By Roy Townsend
Spanish Liquor Day is coming - a chance to walk in the Forest from Leafield Five Ash Bottom down to the Kennel Lake or just walk down Patch Riding.
Spanish Liquor is made up with some pieces of hard liquorice with two to three black gobstopper type sweets and white peppermints which were crushed, made up on Saturday night and shaken well on Sunday Morning.
You take your bottle with the mixture in down to the well behind the kennels called the Iron Well. If it's still there behind the fencing. We were forbidden to drink much of it on the way home.
Some years ago I was with the late Bill Campbell who knew the forest very well and all about the Spanish Liquor custom. He told me that the well which was originally used was called Ussell, but was flooded when the lakes were formed. John Kibble believed that the custom was a remnant of well worship which was forbidden in 963 (some custom). He also thought it would never die out, but I think he will be proved wrong. But, there was a man from Leafield, who used to take his bottle of mixture to the well up until a few years ago.
Finstock people would go to Lady Well at Wilcote, but because we lived at the end of Patch Riding, we always went into the Forest.
MEMORIES OF MY BROTHER-IN-LAW'S MOTHER
An Annual Palm Sundy walk from Finstock to Ladywell in Wilcote was an event which was very much looked forward to, especially by the Children of the Village. The making and drinking of "Spanish" Water or Liquor as it was called was an important part of this event.
Mrs. Ivy Pratley, describes the making of the Spanish Water.
"On the Saturday evening before Palm Sunday, we children would crush humbug sweets and white peppermints together and to this we would add some pieces of chopped liquorice stick, the mixture was then added to a bottle of water and we would sit around the room shaking the bottles until it had dissolved".
This bottle of liquid was drunk the following day while walking to Ladywell. They also carried with them, in a paper bag, some of the dry mixture, which was mixed with water from the well to drink on the way home.
Early on Sunday afternoon the walkers would set off, one group using the footpath by the Plough Inn and another group near the top of High Street using the path to the left of the road about 50 yards east of Gadding Well.
The groups then merged to follow the path through Wilcote Field Longcut or the Longcut as it was known locally.
Most of the girls were given a new straw hat for the occasion and these were filled with primroses and voilets on the way through Sumteths Copse. They then crossed the field to the front of Wilcote Manor and followed a route past St.

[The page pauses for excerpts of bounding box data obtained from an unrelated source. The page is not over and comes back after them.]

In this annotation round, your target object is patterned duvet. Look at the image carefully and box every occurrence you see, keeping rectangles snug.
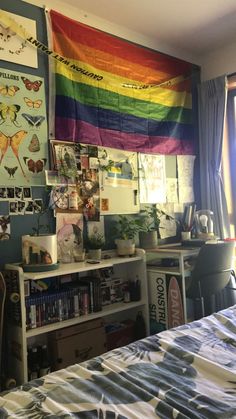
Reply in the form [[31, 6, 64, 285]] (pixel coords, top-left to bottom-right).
[[0, 306, 236, 419]]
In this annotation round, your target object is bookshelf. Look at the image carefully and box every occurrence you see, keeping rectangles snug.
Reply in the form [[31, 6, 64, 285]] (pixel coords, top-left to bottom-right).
[[5, 249, 149, 385]]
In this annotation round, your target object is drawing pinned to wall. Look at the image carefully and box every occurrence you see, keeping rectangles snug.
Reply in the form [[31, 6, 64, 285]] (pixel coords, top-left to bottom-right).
[[0, 69, 48, 186], [139, 153, 166, 204], [166, 178, 179, 203], [56, 213, 83, 263], [177, 156, 195, 203], [0, 13, 38, 68], [98, 147, 138, 187], [0, 215, 11, 240]]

Peter's Church to the Ash Avenue which leads directly to Ladywell.
This tradition which is believed to have had its origins in Pagan Celtic Well Worship, continued until the outbreak of war in 1939.
In recent years one or two people from Finstock and Leafield have taken "Spanish Water" to the Iron Well in Cornbury Park using the entrance to the Forest at Five Ash Bottom in Leafield.